- Education: Anthropology
- Occupation: Anthropologist/Writer
- Notable work: All Our Kin, Call to Home
- Awards: Prize for Critical Research in 1995, Guggenheim Fellowship, Rockefeller Fellowship, and Russel Sage Fellowships

= Carol Stack =

American anthropologist

Carol B. Stack (born 1940) is an Urban American anthropologist who specialized in studies of African American networks, minority women, and youth. Stack has taken a strong role in several social sciences, and is professor emerita of Education in the Graduate School of Education at University of California, Berkeley.

She taught at Boston University and Duke University before becoming Professor of Social and Cultural Studies in Education at Berkeley.

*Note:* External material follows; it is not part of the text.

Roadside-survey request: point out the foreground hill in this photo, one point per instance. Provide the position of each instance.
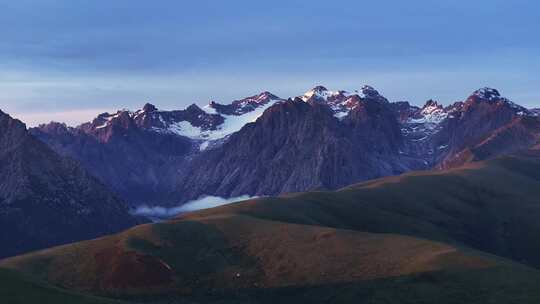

She is the author of All Our Kin: Strategies for Survival in a Black Community and Call To Home: African Americans Reclaim the Rural South.

== Education ==
Stack received her master's degree in 1968 and her PhD in anthropology in 1972.

== Accomplishments and awards ==
Carol B. Stack was awarded the Prize for Critical Research in 1995 from the Society for the Anthropology of North America. She has also received many fellowships such as the Guggenheim, Rockefeller, and Russel Sage Fellowships.

==Publications==
- All Our Kin: Strategies for Survival in a Black Community (1974, Harper and Row: ISBN 9780061319822; latest reissue 2003, Basic Books: ISBN 9780061319822)
- Call To Home: African-Americans Reclaim The Rural South (1996, Basic Books: ISBN 9780465008087; latest reissue 2003: ISBN 9780465008087)

== All Our Kin: Strategies for Survival in a Black Community ==
Carol Stack's All Our Kin is a classic ethnography from the early 1970s. Her 1974 book All Our Kin has been described as "a classic of urban sociology", "one of the earliest and most popular accounts of how [black kinship] all works" and "influential". All Our Kin is the chronicle of a young white woman's sojourn into The Flats, an African-American ghetto community, to study the support system family and friends form when coping with poverty. The book challenged anti-Black stereotypes and is a pioneering example of research involving families and social structure in American communities. The book portrays of the social networks and value systems that evolved within African-American communities to combat grinding poverty. In communities plagued by single-parent families and joblessness, the book chronicles intense loyalties and an intricate trading system that ensures survival. All Our Kin challenges white America to reevaluate its notion of family.

== Call To Home: African Americans Reclaim the Rural South ==
Call To Home: African Americans Reclaim the Rural South examines the return of half a million black Americans to the rural South. At the time of publishing, many books had already focused on the black migration out of the South into Northern cities. Stack highlights the reverse trend: between 1970 and 1990, half a million African-Americans moved back south. Some of these destinations included the least promising places in all of America—places the Department of Agriculture calls “Persistent Poverty Counties.” The book's style integrates personal narrative and socioeconomic analysis of migration, poverty, and the urban underclass.